The procedure code for excising a chalazion from each upper eyelid is CPT code 67800, and the diagnosis code is H00.1, differentiated by H00.151 for the right eyelid and H00.152 for the left eyelid. Modifiers are important for procedures performed on multiple structures.

Step-by-step explanation:

The question relates to the medical coding for a surgical procedure where a provider excises one chalazion from each upper eyelid under general anesthesia. For the procedure coding, the Current Procedural Terminology (CPT) code to use would be 67800, which is the code for excision of chalazion; single. However, since the procedure was performed on both eyes, a modifier might be necessary to indicate that the procedure was done on separate structures (such as the right and left eyes). Diagnosis codes are drawn from the International Classification of Diseases, Tenth Revision, Clinical Modification (ICD-10-CM).

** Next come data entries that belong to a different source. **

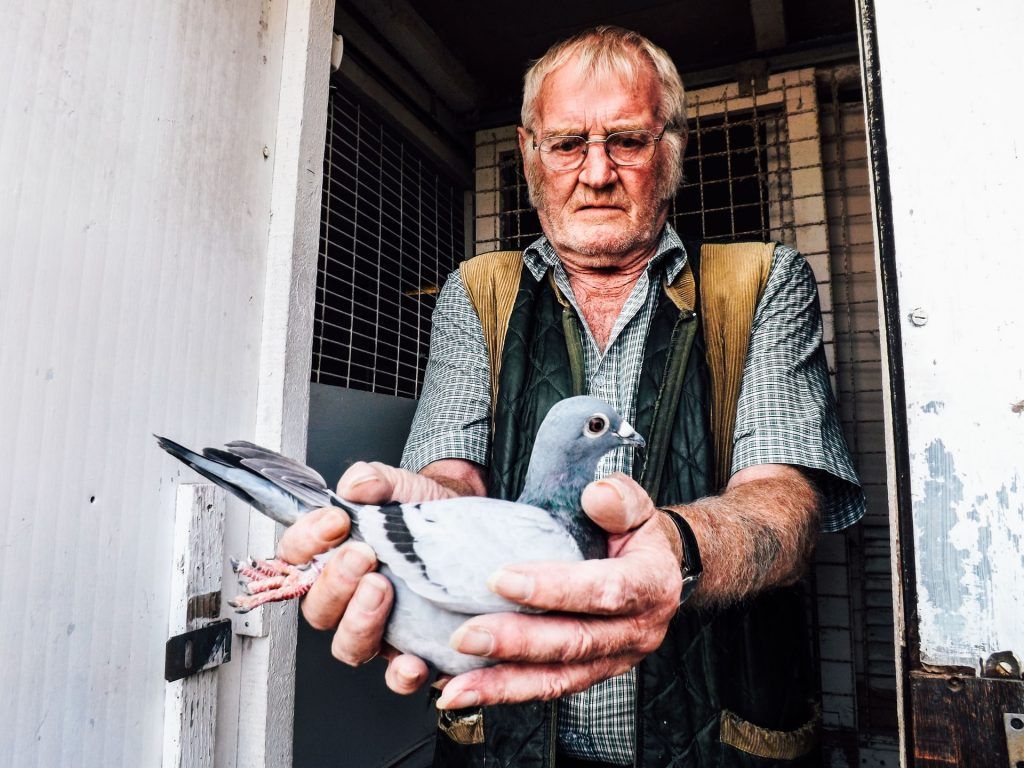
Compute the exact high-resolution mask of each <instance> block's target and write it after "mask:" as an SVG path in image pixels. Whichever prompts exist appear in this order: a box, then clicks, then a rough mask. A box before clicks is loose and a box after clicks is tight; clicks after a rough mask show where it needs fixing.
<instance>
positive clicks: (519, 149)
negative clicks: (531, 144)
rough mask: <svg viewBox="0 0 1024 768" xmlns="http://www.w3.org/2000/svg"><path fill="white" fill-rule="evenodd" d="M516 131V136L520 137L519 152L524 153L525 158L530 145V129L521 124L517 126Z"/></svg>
mask: <svg viewBox="0 0 1024 768" xmlns="http://www.w3.org/2000/svg"><path fill="white" fill-rule="evenodd" d="M515 132H516V138H518V139H519V154H520V155H522V157H523V160H525V159H526V147H527V146H529V145H530V139H529V131H527V130H526V129H525V128H523V127H522V126H521V125H520V126H517V127H516V129H515Z"/></svg>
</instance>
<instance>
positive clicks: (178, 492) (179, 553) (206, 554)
mask: <svg viewBox="0 0 1024 768" xmlns="http://www.w3.org/2000/svg"><path fill="white" fill-rule="evenodd" d="M225 496H226V494H225V493H224V490H223V489H221V488H220V487H219V486H217V485H214V484H213V483H195V484H193V483H187V484H183V485H178V493H177V504H176V508H175V511H174V551H173V558H172V566H173V569H172V574H171V599H170V602H171V605H170V617H169V621H168V623H167V634H168V636H169V637H173V636H175V635H179V634H181V633H184V632H189V631H191V630H197V629H199V628H201V627H203V626H205V625H207V624H209V622H210V620H211V618H216V617H217V616H216V614H214V613H213V611H216V610H219V606H220V597H219V596H220V583H221V571H222V569H223V567H222V564H223V560H224V501H225ZM214 595H216V596H217V597H214ZM218 674H219V670H217V669H213V670H205V671H203V672H200V673H198V674H195V675H190V676H189V677H186V678H184V679H182V680H175V681H174V682H170V683H167V687H166V689H165V692H164V758H163V763H161V765H162V768H211V767H212V766H213V754H214V738H215V736H216V725H217V677H218Z"/></svg>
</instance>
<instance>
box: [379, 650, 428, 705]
mask: <svg viewBox="0 0 1024 768" xmlns="http://www.w3.org/2000/svg"><path fill="white" fill-rule="evenodd" d="M429 677H430V671H429V670H428V669H427V665H426V663H425V662H424V660H423V659H422V658H420V657H419V656H414V655H412V654H411V653H400V654H398V655H395V656H394V657H393V658H391V660H390V662H388V666H387V671H386V672H385V673H384V682H385V683H387V687H388V688H390V689H391V690H393V691H394V692H395V693H401V694H402V695H409V694H410V693H415V692H416V691H417V690H419V689H420V688H421V687H423V686H424V685H425V684H426V682H427V679H428V678H429Z"/></svg>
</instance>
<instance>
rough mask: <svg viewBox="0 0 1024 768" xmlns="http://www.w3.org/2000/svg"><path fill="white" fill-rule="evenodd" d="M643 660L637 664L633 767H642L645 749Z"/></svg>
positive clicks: (633, 745) (633, 747) (634, 705)
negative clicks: (644, 737)
mask: <svg viewBox="0 0 1024 768" xmlns="http://www.w3.org/2000/svg"><path fill="white" fill-rule="evenodd" d="M642 667H643V662H640V664H638V665H637V666H636V671H637V686H636V687H637V694H636V696H634V697H633V700H634V708H635V710H634V713H633V717H634V723H633V768H640V755H641V750H643V720H642V719H641V713H643V701H642V699H643V669H642Z"/></svg>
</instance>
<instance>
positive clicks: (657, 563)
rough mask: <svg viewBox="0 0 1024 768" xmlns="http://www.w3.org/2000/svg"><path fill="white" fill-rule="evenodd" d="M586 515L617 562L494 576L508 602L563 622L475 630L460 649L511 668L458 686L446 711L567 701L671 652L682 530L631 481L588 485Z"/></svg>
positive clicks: (536, 567) (496, 668)
mask: <svg viewBox="0 0 1024 768" xmlns="http://www.w3.org/2000/svg"><path fill="white" fill-rule="evenodd" d="M583 506H584V509H585V511H586V512H587V514H588V515H590V517H591V518H592V519H593V520H594V521H595V522H597V523H598V524H599V525H600V526H601V527H602V528H604V529H605V530H607V531H608V532H609V538H608V559H606V560H588V561H586V562H582V563H551V562H547V563H527V564H520V565H513V566H509V567H507V568H504V569H502V570H500V571H498V572H497V573H496V574H495V575H494V577H492V579H490V582H489V586H490V588H492V589H493V590H494V591H495V592H497V593H498V594H500V595H502V596H504V597H506V598H508V599H510V600H513V601H514V602H517V603H520V604H522V605H528V606H531V607H535V608H541V609H543V610H548V611H557V612H558V613H557V614H547V615H530V614H520V613H492V614H488V615H481V616H476V617H474V618H471V620H469V621H468V622H466V624H464V625H463V626H462V627H461V628H459V630H457V631H456V633H455V635H453V638H452V645H453V647H455V648H456V649H458V650H460V651H463V652H466V653H476V654H478V655H485V656H487V657H490V658H496V659H502V660H503V662H508V664H500V665H497V666H495V667H490V668H486V669H482V670H475V671H473V672H469V673H466V674H464V675H459V676H458V677H455V678H453V679H452V680H451V681H450V682H449V683H447V684H446V685H445V687H444V689H443V692H442V694H441V697H440V698H439V699H438V701H437V706H438V707H439V708H441V709H460V708H463V707H476V706H479V705H493V703H506V702H514V701H527V700H536V699H551V698H557V697H558V696H561V695H564V694H566V693H571V692H575V691H581V690H584V689H585V688H588V687H590V686H591V685H593V684H594V683H596V682H599V681H601V680H604V679H606V678H608V677H611V676H613V675H617V674H621V673H623V672H626V671H627V670H629V669H630V668H632V667H634V666H635V665H636V664H637V663H638V662H640V659H642V658H643V657H644V656H646V655H647V654H648V653H650V652H651V651H653V650H654V649H656V648H657V647H658V646H659V645H660V644H662V640H663V639H664V637H665V633H666V631H667V630H668V627H669V622H670V621H671V620H672V617H673V616H674V615H675V613H676V610H677V609H678V607H679V595H680V591H681V588H682V574H681V572H680V566H679V563H680V557H681V545H680V542H679V536H678V532H677V530H676V528H675V526H674V525H673V523H672V522H671V521H670V520H668V518H667V517H666V513H664V512H659V511H658V510H656V509H655V508H654V505H653V504H652V503H651V500H650V498H649V497H648V496H647V494H646V493H644V490H643V488H641V487H640V485H639V484H637V483H636V482H635V481H633V480H632V479H630V478H629V477H627V476H626V475H624V474H614V475H611V476H610V477H607V478H605V479H603V480H597V481H596V482H592V483H591V484H590V485H588V486H587V489H586V490H585V492H584V495H583Z"/></svg>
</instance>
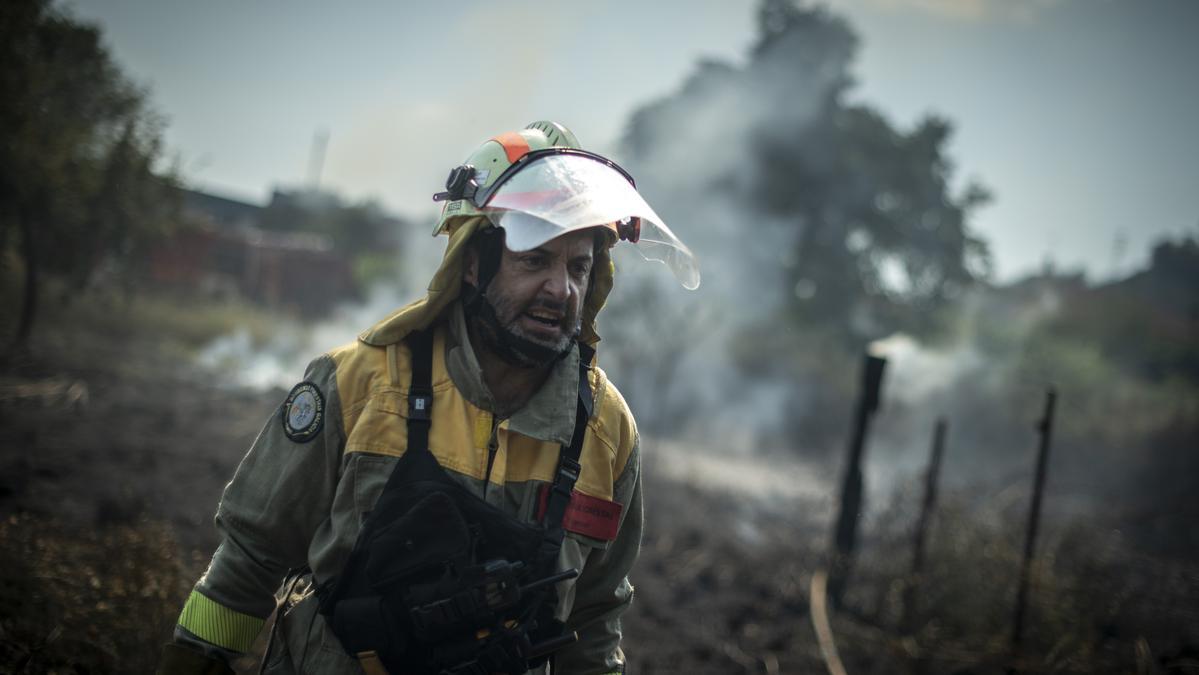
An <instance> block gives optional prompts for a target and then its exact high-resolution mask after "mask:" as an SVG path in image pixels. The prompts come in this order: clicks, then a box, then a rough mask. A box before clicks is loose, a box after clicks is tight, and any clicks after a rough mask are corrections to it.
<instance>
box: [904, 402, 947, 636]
mask: <svg viewBox="0 0 1199 675" xmlns="http://www.w3.org/2000/svg"><path fill="white" fill-rule="evenodd" d="M947 428H948V422H946V421H945V418H944V417H940V418H938V420H936V424H935V426H934V427H933V450H932V457H929V459H928V474H926V476H924V501H923V502H922V504H921V507H920V519H918V520H916V538H915V542H914V543H912V550H911V573H910V574H909V575H908V584H906V586H905V589H904V598H903V623H902V626H903V629H904V631H911V629H912V621H914V619H915V611H916V590H917V589H918V587H920V584H921V578H922V577H923V574H924V543H926V541H927V532H928V523H929V520H930V519H932V518H933V511H935V510H936V483H938V481H939V480H940V474H941V457H944V454H945V432H946V429H947Z"/></svg>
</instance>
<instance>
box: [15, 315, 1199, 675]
mask: <svg viewBox="0 0 1199 675" xmlns="http://www.w3.org/2000/svg"><path fill="white" fill-rule="evenodd" d="M62 317H66V315H65V314H64V315H62ZM62 317H59V318H55V317H53V315H52V317H50V319H48V320H47V323H46V325H44V326H43V332H42V333H41V335H42V337H41V339H40V340H38V342H37V343H35V349H34V350H31V351H29V352H25V354H23V355H20V356H16V357H14V356H10V357H7V358H6V360H5V361H4V362H2V364H0V673H50V671H55V673H151V671H152V670H153V668H155V665H156V663H157V657H158V651H159V647H161V644H162V643H163V641H165V640H167V639H168V638H169V635H170V631H171V628H173V626H174V622H175V619H176V616H177V613H179V609H180V608H181V605H182V602H183V599H185V597H186V595H187V592H188V591H189V589H191V585H192V583H193V581H194V579H195V578H197V577H198V574H199V573H201V572H203V569H204V565H205V563H206V561H207V558H209V555H210V554H211V550H212V548H213V547H215V546H216V534H215V530H213V528H212V524H211V514H212V511H213V508H215V506H216V502H217V500H218V498H219V494H221V490H222V487H223V486H224V483H225V482H227V481H228V480H229V477H230V476H231V475H233V471H234V469H235V466H236V464H237V462H239V460H240V458H241V456H242V453H243V452H245V450H246V448H247V447H248V445H249V442H251V441H252V439H253V436H254V435H255V434H257V433H258V429H259V428H260V426H261V423H263V422H264V421H265V420H266V418H267V417H269V416H270V415H271V412H272V410H273V409H275V406H276V405H277V404H278V402H279V400H281V399H282V397H283V396H284V392H283V391H270V392H265V393H257V392H252V391H247V390H242V388H237V387H233V386H228V378H227V376H223V375H221V374H218V373H212V372H204V370H200V369H198V368H195V367H193V366H191V364H189V363H191V362H192V360H191V357H189V349H193V348H194V346H195V343H197V338H195V336H194V335H193V336H191V337H189V338H188V339H186V340H185V339H180V338H179V336H176V335H174V333H173V329H171V326H170V325H169V321H158V320H155V321H144V320H140V321H134V320H125V319H121V318H120V317H119V318H118V320H112V319H109V320H100V319H96V320H95V321H91V323H84V324H79V323H78V321H73V323H68V321H66V320H65V319H64V318H62ZM147 326H153V330H150V329H149V327H147ZM656 447H658V444H655V442H653V441H652V440H649V439H647V440H646V441H645V453H646V462H645V466H644V476H645V494H646V511H647V523H646V534H645V542H644V548H643V554H641V558H640V560H639V561H638V565H637V567H635V569H634V572H633V583H634V585H635V586H637V593H635V602H634V605H633V608H632V609H631V610H629V613H628V614H627V615H626V622H625V629H626V640H625V644H626V649H627V652H628V657H629V665H631V668H629V671H631V673H820V671H824V662H823V659H821V656H820V650H819V649H818V646H817V643H815V640H814V637H813V628H812V622H811V621H809V617H808V585H809V581H811V578H812V573H813V571H814V569H817V568H818V567H819V563H820V560H821V556H820V555H819V553H818V552H819V550H820V549H821V548H823V547H821V544H823V543H824V542H825V534H824V532H825V524H826V523H827V520H829V504H827V501H825V502H819V500H817V501H813V500H811V499H808V500H805V499H801V498H788V499H782V498H778V499H767V500H760V499H757V498H753V496H751V495H748V494H747V493H746V492H745V490H741V492H730V490H727V489H719V488H713V487H712V486H713V484H719V481H715V482H713V481H712V480H711V476H695V475H688V474H687V472H682V474H680V472H679V471H676V470H675V469H677V462H676V460H677V454H676V453H675V454H671V453H670V452H667V451H668V450H669V448H668V447H667V446H665V445H662V446H661V447H658V450H659V451H661V452H656ZM743 462H748V459H743ZM766 466H767V468H773V466H785V464H783V463H779V464H766ZM721 470H722V469H721V468H719V466H717V468H716V471H717V472H718V471H721ZM723 470H727V471H731V472H739V474H740V472H743V471H742V470H740V469H737V468H736V465H735V464H729V465H725V469H723ZM784 483H785V481H784ZM911 501H915V500H911ZM942 511H944V513H942V514H941V516H940V520H939V523H940V525H939V528H940V531H941V532H944V534H942V535H940V536H939V537H938V538H936V540H934V542H933V544H932V546H930V549H929V568H928V571H927V574H928V578H929V583H928V584H927V585H926V586H924V589H926V591H924V592H922V593H921V596H920V599H921V604H920V607H918V609H920V611H917V613H916V615H915V622H910V621H909V622H908V623H906V626H908V628H906V629H898V628H897V627H896V626H898V625H900V622H899V621H898V610H897V607H899V604H898V598H899V597H900V596H902V590H903V587H902V584H899V583H898V581H897V579H899V578H902V574H903V571H904V569H906V565H908V549H906V548H905V547H906V537H908V535H906V534H905V530H904V529H903V528H902V526H897V528H893V531H896V532H904V534H903V536H902V537H899V536H898V535H897V537H894V538H893V540H887V538H886V537H874V541H867V542H866V546H864V547H863V548H864V550H863V556H864V558H863V560H862V561H861V562H860V565H858V573H857V581H856V583H855V585H852V586H851V587H850V591H849V595H848V602H846V609H845V610H842V611H839V613H836V614H835V615H833V617H832V626H833V631H835V633H836V635H837V641H838V646H839V649H840V652H842V658H843V659H844V661H845V665H846V668H848V670H849V673H854V674H855V675H856V674H860V673H903V671H910V673H1002V671H1006V670H1007V668H1008V667H1010V665H1013V662H1012V661H1011V657H1010V647H1008V641H1007V623H1008V621H1010V617H1011V597H1012V595H1013V593H1012V589H1013V572H1012V571H1013V569H1014V568H1016V561H1017V560H1018V550H1019V543H1020V540H1019V531H1018V528H1017V529H1016V530H1012V529H1011V528H1007V526H1006V525H999V526H992V525H988V524H978V523H977V518H975V517H974V516H971V514H970V513H968V512H964V511H960V510H959V511H953V510H952V508H950V507H948V506H947V507H946V508H945V510H942ZM887 517H891V518H892V520H899V522H908V520H910V518H909V517H910V513H906V512H904V510H903V508H893V510H890V516H888V514H886V513H885V514H884V518H882V523H881V525H886V523H885V522H886V518H887ZM1005 518H1006V519H1005V520H1004V522H1006V523H1019V522H1022V518H1023V516H1022V512H1016V513H1011V514H1007V517H1005ZM900 524H902V523H900ZM882 529H884V530H885V529H886V528H882ZM1115 535H1119V532H1116V534H1115ZM900 540H902V541H900ZM1046 540H1047V542H1048V543H1047V546H1046V547H1044V548H1046V550H1047V553H1046V554H1044V555H1043V556H1042V558H1040V559H1038V563H1037V566H1036V567H1035V568H1034V580H1035V589H1036V592H1035V593H1034V602H1032V604H1031V605H1030V619H1029V625H1030V627H1031V628H1030V635H1031V637H1030V638H1029V639H1028V640H1026V645H1025V649H1026V652H1028V653H1026V656H1024V657H1022V658H1019V659H1018V661H1017V662H1014V664H1018V665H1020V667H1022V668H1023V669H1024V670H1025V671H1032V673H1199V571H1197V567H1195V566H1194V565H1193V563H1189V562H1188V563H1174V562H1170V561H1163V560H1158V559H1153V558H1151V556H1145V555H1141V554H1137V553H1135V552H1128V550H1127V549H1126V547H1123V544H1121V542H1120V540H1119V537H1115V536H1114V535H1111V534H1103V532H1099V534H1096V532H1092V531H1090V530H1087V529H1085V528H1076V529H1067V530H1064V531H1049V532H1047V535H1046ZM239 665H240V667H241V670H242V671H254V664H253V663H252V662H249V661H248V659H247V661H246V663H241V664H239Z"/></svg>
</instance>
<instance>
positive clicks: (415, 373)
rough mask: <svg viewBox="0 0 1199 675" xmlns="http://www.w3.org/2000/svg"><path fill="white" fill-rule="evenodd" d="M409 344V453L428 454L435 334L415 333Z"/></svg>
mask: <svg viewBox="0 0 1199 675" xmlns="http://www.w3.org/2000/svg"><path fill="white" fill-rule="evenodd" d="M406 342H408V348H409V349H410V350H411V352H412V358H411V363H412V381H411V384H410V385H409V387H408V451H409V452H428V451H429V427H432V426H433V331H427V330H426V331H415V332H412V333H410V335H409V336H408V338H406ZM392 476H394V472H393V474H392Z"/></svg>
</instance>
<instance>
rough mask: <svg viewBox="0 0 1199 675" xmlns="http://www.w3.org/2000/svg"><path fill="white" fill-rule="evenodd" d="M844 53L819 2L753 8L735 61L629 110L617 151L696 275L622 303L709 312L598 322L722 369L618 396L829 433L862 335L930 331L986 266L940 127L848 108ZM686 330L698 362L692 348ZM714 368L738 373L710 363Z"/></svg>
mask: <svg viewBox="0 0 1199 675" xmlns="http://www.w3.org/2000/svg"><path fill="white" fill-rule="evenodd" d="M856 49H857V37H856V36H855V34H854V31H852V30H851V28H850V26H849V25H848V24H846V23H845V20H843V19H842V18H839V17H837V16H835V14H832V13H830V12H829V11H827V10H824V8H819V7H811V6H808V5H807V4H802V5H801V4H800V2H797V1H796V0H764V1H763V2H761V5H760V6H759V11H758V42H757V43H755V44H754V47H753V48H752V49H751V52H749V55H748V59H747V60H746V62H745V64H743V65H731V64H725V62H718V61H707V62H703V64H700V65H699V67H698V68H697V70H695V72H694V73H693V74H692V76H691V77H689V78H688V79H687V80H686V82H685V83H683V85H682V88H681V89H680V90H679V91H677V92H674V94H671V95H669V96H667V97H664V98H662V100H659V101H656V102H652V103H651V104H647V106H645V107H643V108H640V109H639V110H637V112H635V113H634V114H633V115H632V117H631V119H629V122H628V125H627V127H626V131H625V137H623V139H622V146H621V156H622V159H623V161H625V163H626V165H627V168H628V169H629V170H631V171H632V173H633V175H635V176H638V187H639V189H640V191H641V192H643V193H644V194H646V198H647V199H649V201H650V203H651V204H653V205H655V209H656V210H657V212H658V213H659V215H662V217H663V218H664V219H665V221H667V222H668V223H671V224H673V227H674V228H676V230H677V231H679V233H680V234H681V236H682V237H683V240H686V241H687V242H688V243H689V245H691V246H692V247H693V248H694V249H695V253H697V254H698V257H699V259H700V261H701V265H703V267H704V285H703V287H701V288H700V289H699V293H698V294H695V295H694V296H689V297H682V299H680V297H679V294H677V293H669V291H668V293H665V294H664V295H663V294H661V293H658V291H657V290H656V289H652V288H650V289H646V288H638V289H637V294H638V295H637V303H638V305H639V306H641V307H656V306H661V305H663V302H664V300H663V299H664V297H669V299H670V301H669V302H670V303H682V305H689V306H691V307H689V308H686V307H685V308H682V311H681V314H682V315H683V317H694V315H699V308H700V307H703V308H707V309H711V311H710V312H709V313H707V315H710V317H712V320H710V321H709V323H706V324H705V325H703V326H700V327H699V330H701V336H697V335H695V333H694V332H691V331H686V330H683V329H687V327H691V324H687V323H683V324H674V325H671V324H668V323H667V321H669V319H668V317H670V315H674V314H675V313H664V312H647V313H643V315H641V317H640V318H634V319H629V320H627V321H625V324H623V325H620V326H614V327H615V332H616V333H617V335H616V337H617V340H621V342H629V340H628V338H627V336H628V335H632V336H641V338H640V339H643V340H644V339H652V340H653V343H655V344H656V345H658V346H663V348H677V350H679V351H677V352H679V354H682V355H688V356H687V357H694V358H697V360H700V361H701V362H703V363H701V364H699V363H697V364H695V366H697V367H693V368H687V367H685V368H683V369H682V372H686V373H694V372H705V373H706V372H723V373H725V376H722V378H721V380H719V381H718V382H711V385H710V386H680V387H676V388H677V390H679V392H676V393H671V392H669V391H665V387H667V386H668V385H667V384H668V382H669V381H670V378H661V379H657V380H656V382H658V384H657V385H656V390H655V391H651V392H638V391H627V392H626V394H627V396H629V400H645V399H653V400H656V402H667V400H668V399H670V398H671V397H688V396H689V397H694V396H695V392H703V391H706V390H709V388H715V390H716V391H719V392H721V393H722V399H723V400H725V402H727V400H730V399H737V400H761V403H760V404H755V405H753V406H751V408H753V409H749V410H745V411H741V412H737V415H741V416H742V417H751V418H754V420H757V418H758V417H757V416H758V415H759V414H761V412H763V411H761V410H758V409H759V408H761V406H771V405H777V406H779V408H782V409H783V410H782V412H781V415H779V417H781V418H782V420H781V422H779V424H782V426H785V427H788V428H787V429H781V430H782V432H783V433H784V434H785V435H787V436H788V438H789V439H790V442H791V444H793V445H800V446H801V447H806V448H827V447H830V446H831V444H832V441H833V440H835V439H839V438H840V435H842V434H843V433H844V428H845V424H846V422H848V420H846V418H845V415H846V414H848V410H849V400H850V397H851V396H852V392H850V391H849V387H851V386H852V385H851V384H850V382H852V380H854V378H852V376H851V375H850V374H849V373H850V372H852V369H854V368H856V363H857V358H858V355H860V354H861V351H862V350H863V349H864V348H866V345H867V344H868V343H869V342H872V340H874V339H878V338H881V337H886V336H888V335H892V333H894V332H897V331H904V332H908V333H911V335H915V336H917V337H930V336H935V335H940V333H945V332H947V330H946V329H948V327H950V324H948V323H947V321H945V319H946V318H947V317H948V315H950V314H951V313H950V312H948V308H950V307H952V306H953V302H952V300H953V299H954V297H956V296H957V295H959V294H960V293H962V291H963V290H965V289H966V287H968V285H970V284H971V283H972V282H974V281H975V279H978V278H981V277H986V276H987V275H988V272H989V258H988V253H987V247H986V245H984V243H983V241H981V240H980V239H977V237H976V236H974V235H972V234H971V233H970V229H969V227H968V223H969V218H970V216H971V213H972V212H974V211H975V210H976V209H977V207H978V206H980V205H982V204H984V203H986V201H987V199H988V195H987V192H986V191H984V189H983V188H982V187H980V186H976V185H968V186H966V187H965V188H964V189H963V191H962V192H960V193H956V191H953V189H952V188H951V186H950V180H951V174H952V164H951V162H950V159H948V157H947V156H946V144H947V139H948V138H950V132H951V125H950V122H948V121H946V120H944V119H939V117H927V119H924V120H922V121H920V122H918V123H916V125H915V126H914V127H912V128H910V129H899V128H896V127H894V126H893V125H892V123H890V122H888V121H887V120H886V119H885V117H884V115H882V114H881V113H879V112H878V110H875V109H874V108H872V107H870V106H868V104H864V103H850V102H848V95H846V92H848V91H849V90H850V88H851V86H852V84H854V80H852V77H851V74H850V72H851V66H852V61H854V58H855V53H856ZM629 288H631V287H629ZM675 290H676V289H675ZM619 302H620V300H619V299H617V300H616V302H615V303H616V305H619ZM610 319H611V317H609V320H608V321H607V323H605V329H604V330H605V331H608V332H613V327H611V326H613V324H611V321H610ZM634 323H635V324H639V325H635V326H634V325H633V324H634ZM621 333H623V335H621ZM700 337H703V339H704V340H705V348H704V349H703V351H704V355H703V356H692V355H694V354H695V352H697V351H698V350H697V349H695V342H697V339H698V338H700ZM633 343H634V344H635V340H633ZM717 344H719V350H721V351H717V350H716V345H717ZM730 361H731V362H733V363H734V364H735V367H736V368H737V370H739V372H740V374H741V375H743V376H745V378H736V376H734V373H731V372H728V370H719V369H718V368H719V367H722V366H724V364H727V363H728V362H730ZM663 382H667V384H663ZM691 384H692V385H694V382H691ZM622 386H623V385H622ZM770 387H773V388H770ZM754 391H759V392H770V393H771V396H769V397H765V396H764V397H763V398H761V399H757V398H755V397H754ZM779 391H783V392H787V393H783V394H782V396H779V394H778V392H779ZM715 405H717V406H723V408H716V409H717V410H722V411H725V412H727V410H725V409H727V403H723V404H722V403H717V404H715ZM673 408H674V406H673V405H667V409H673ZM693 408H694V406H693ZM693 412H694V414H695V415H697V416H698V417H705V416H707V414H706V412H704V410H703V409H701V406H700V409H699V410H693ZM675 422H676V421H675V420H671V421H668V422H667V426H671V424H674V423H675ZM755 423H757V422H755Z"/></svg>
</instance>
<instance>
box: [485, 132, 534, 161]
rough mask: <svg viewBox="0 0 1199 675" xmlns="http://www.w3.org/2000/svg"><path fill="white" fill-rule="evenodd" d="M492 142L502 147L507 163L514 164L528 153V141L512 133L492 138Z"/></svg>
mask: <svg viewBox="0 0 1199 675" xmlns="http://www.w3.org/2000/svg"><path fill="white" fill-rule="evenodd" d="M492 140H494V141H495V143H499V144H500V145H502V146H504V152H505V153H507V156H508V162H516V161H517V159H519V158H522V157H524V156H525V153H526V152H529V141H528V140H525V138H524V137H523V135H520V134H519V133H517V132H514V131H510V132H504V133H501V134H500V135H495V137H492Z"/></svg>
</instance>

The diagnosis code for chalazion is H00.1, specifically H00.15 for chalazion of the upper eyelid and designations such as H00.151 for the right upper eyelid and H00.152 for the left upper eyelid would apply if specifying the eyelids.



When recording multiple procedures or diagnoses, proper sequencing and use of modifiers are crucial to ensure accurate billing and record-keeping. It's important to check with the latest coding guidelines and payer policies as they change over time.